Key insight: To generate synthetic data for fine-tuning, researchers typically prompt an LLM to generate responses (and possibly further prompts) using a selection of existing prompts. While training on the resulting dataset can improve model performance, the synthetic data’s distribution may not match that of real-world data, yielding inconsistent performance. A more methodical approach can generate data closer to the real-world distribution: First generate prompts from each example in a large, diverse dataset, then generate responses.
How it works: The authors generated a synthetic text dataset based on three unlabeled datasets (including code) scraped from the web. They generated new examples for 17 tasks, including natural language tasks like reading comprehension and word puzzles as well as coding, tool use, and estimating measurements.
- Using an unspecified LLM, they generated prompts (text plus an instruction) using three agentic workflows they called content transformation (which created variations on the text that offer wider latitude for generating instructions), instruction generation, and instruction refinement (which made the instructions more complicated or unsolvable).
- For each task, they manually defined a team of agents to perform each workflow. For example, for the reading comprehension task, content transformation agents transformed raw text into a poem, satire, or other stylistic or formal variation. Instruction generation agents generated questions to ask about the transformed text based on an author-defined list of 43 types of questions. Instruction refinement agents received each (text, question) pair and produced more pairs by either (i) modifying the passage to make the question unanswerable, (ii) modifying the passage so the correct answer became the opposite of the original answer, or (iii) modifying the questions to be more complicated or unanswerable.

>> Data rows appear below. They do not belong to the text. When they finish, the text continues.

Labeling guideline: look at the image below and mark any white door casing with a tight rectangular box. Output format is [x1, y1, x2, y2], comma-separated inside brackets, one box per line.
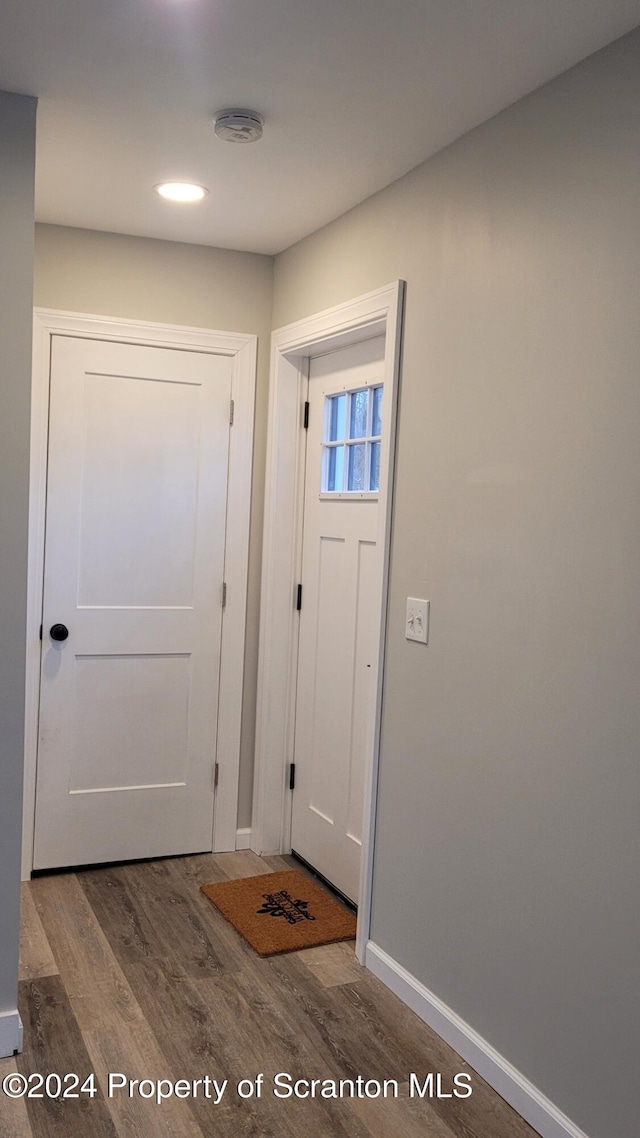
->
[252, 282, 404, 959]
[23, 310, 256, 877]
[291, 337, 385, 902]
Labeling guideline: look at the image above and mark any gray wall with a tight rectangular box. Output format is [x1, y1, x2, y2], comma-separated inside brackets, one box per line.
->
[34, 225, 274, 828]
[0, 92, 37, 1041]
[273, 30, 640, 1138]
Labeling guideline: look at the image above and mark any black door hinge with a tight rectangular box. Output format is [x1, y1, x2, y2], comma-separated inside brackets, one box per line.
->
[303, 401, 310, 429]
[39, 624, 43, 641]
[296, 584, 302, 611]
[214, 762, 220, 790]
[229, 399, 235, 426]
[289, 763, 296, 790]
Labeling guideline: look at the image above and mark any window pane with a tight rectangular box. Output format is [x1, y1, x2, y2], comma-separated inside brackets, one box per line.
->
[327, 445, 345, 491]
[349, 390, 368, 439]
[347, 443, 366, 491]
[369, 441, 381, 491]
[329, 394, 346, 442]
[372, 387, 383, 437]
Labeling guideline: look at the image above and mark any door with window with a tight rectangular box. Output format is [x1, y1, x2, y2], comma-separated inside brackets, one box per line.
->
[291, 335, 385, 902]
[33, 335, 232, 870]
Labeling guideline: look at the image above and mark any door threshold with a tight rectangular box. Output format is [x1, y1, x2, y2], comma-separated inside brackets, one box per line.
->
[31, 849, 212, 878]
[290, 850, 358, 913]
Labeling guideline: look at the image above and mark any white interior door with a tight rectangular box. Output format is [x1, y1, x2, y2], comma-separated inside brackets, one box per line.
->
[33, 335, 232, 870]
[291, 336, 385, 902]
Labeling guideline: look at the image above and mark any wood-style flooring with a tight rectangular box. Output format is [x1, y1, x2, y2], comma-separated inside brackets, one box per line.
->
[1, 851, 539, 1138]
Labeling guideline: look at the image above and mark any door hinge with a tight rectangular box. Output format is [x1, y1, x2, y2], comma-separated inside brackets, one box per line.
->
[222, 582, 227, 608]
[296, 583, 302, 611]
[303, 400, 310, 429]
[229, 399, 235, 426]
[39, 624, 43, 641]
[289, 763, 296, 791]
[214, 762, 220, 790]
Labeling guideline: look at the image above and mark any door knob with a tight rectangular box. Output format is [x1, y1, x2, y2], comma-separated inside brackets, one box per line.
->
[50, 623, 69, 642]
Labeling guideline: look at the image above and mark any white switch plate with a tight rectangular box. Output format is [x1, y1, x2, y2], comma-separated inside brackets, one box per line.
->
[406, 598, 430, 643]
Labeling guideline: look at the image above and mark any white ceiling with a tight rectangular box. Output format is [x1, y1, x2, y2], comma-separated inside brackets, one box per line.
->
[2, 0, 639, 254]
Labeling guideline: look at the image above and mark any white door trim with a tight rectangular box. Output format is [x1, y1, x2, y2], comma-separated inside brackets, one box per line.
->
[23, 308, 257, 878]
[252, 281, 404, 961]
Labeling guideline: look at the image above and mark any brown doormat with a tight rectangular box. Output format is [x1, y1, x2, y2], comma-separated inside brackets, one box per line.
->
[200, 870, 356, 956]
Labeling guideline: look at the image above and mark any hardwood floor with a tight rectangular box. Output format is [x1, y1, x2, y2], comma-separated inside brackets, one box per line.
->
[0, 852, 540, 1138]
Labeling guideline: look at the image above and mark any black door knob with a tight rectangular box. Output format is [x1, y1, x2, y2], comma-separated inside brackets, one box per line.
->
[50, 623, 69, 642]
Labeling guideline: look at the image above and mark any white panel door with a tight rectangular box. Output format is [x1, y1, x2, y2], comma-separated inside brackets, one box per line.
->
[33, 335, 232, 870]
[291, 336, 385, 902]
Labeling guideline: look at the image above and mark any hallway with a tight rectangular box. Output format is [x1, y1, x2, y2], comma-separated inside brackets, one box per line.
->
[2, 851, 537, 1138]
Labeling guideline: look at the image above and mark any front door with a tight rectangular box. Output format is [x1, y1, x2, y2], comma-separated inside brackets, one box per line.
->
[291, 336, 385, 902]
[33, 335, 232, 870]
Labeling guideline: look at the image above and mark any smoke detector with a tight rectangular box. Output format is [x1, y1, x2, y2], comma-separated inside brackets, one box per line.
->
[213, 109, 264, 144]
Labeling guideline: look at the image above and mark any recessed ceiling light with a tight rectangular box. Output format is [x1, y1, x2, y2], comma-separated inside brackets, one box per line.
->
[154, 182, 208, 203]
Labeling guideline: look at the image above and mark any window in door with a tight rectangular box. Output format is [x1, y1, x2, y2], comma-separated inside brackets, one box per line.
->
[322, 384, 382, 496]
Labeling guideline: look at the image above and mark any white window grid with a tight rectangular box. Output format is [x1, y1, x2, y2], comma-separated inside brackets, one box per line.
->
[321, 384, 382, 496]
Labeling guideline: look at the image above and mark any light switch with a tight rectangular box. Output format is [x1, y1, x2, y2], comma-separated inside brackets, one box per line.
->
[405, 598, 429, 644]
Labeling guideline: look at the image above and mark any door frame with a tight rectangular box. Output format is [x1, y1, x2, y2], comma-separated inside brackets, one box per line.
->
[22, 308, 257, 879]
[252, 281, 404, 961]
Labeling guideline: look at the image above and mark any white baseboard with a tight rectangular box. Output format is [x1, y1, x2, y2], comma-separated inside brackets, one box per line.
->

- The authors combined the resulting 22 million (text, instruction) prompts with prompts used to train Orca-1, Orca-2, and Orca-Math, for a total of 25.8 million prompts. Then they generated responses and fine-tuned Mistral-7B on the resulting dataset. They called the resulting model Orca-3.
Results: The authors compared Orca 3’s performance against that of competitors on 14 benchmarks. Orca 3 outperformed Mistral-7B (fine-tuned on prompts from previous versions of Orca) and Mistral-7B-Instruct (fine-tuned to respond to instructions) on 13 benchmarks. In some cases, it did so by large margins; for instance 40 percent on AGIEVAL, 54 percent on GSM8K, and 19 percent on MMLU. Orca 3 fell short of GPT-4 on 12 benchmarks.
Why it matters: The authors defined agentic workflows that turn text into diverse data for fine-tuning models. Their framework offers a pattern for AI engineers who want to build synthetic datasets for other tasks.
We’re thinking: We’re excited to see agentic workflows find applications that a wide variety of AI developers might put to use!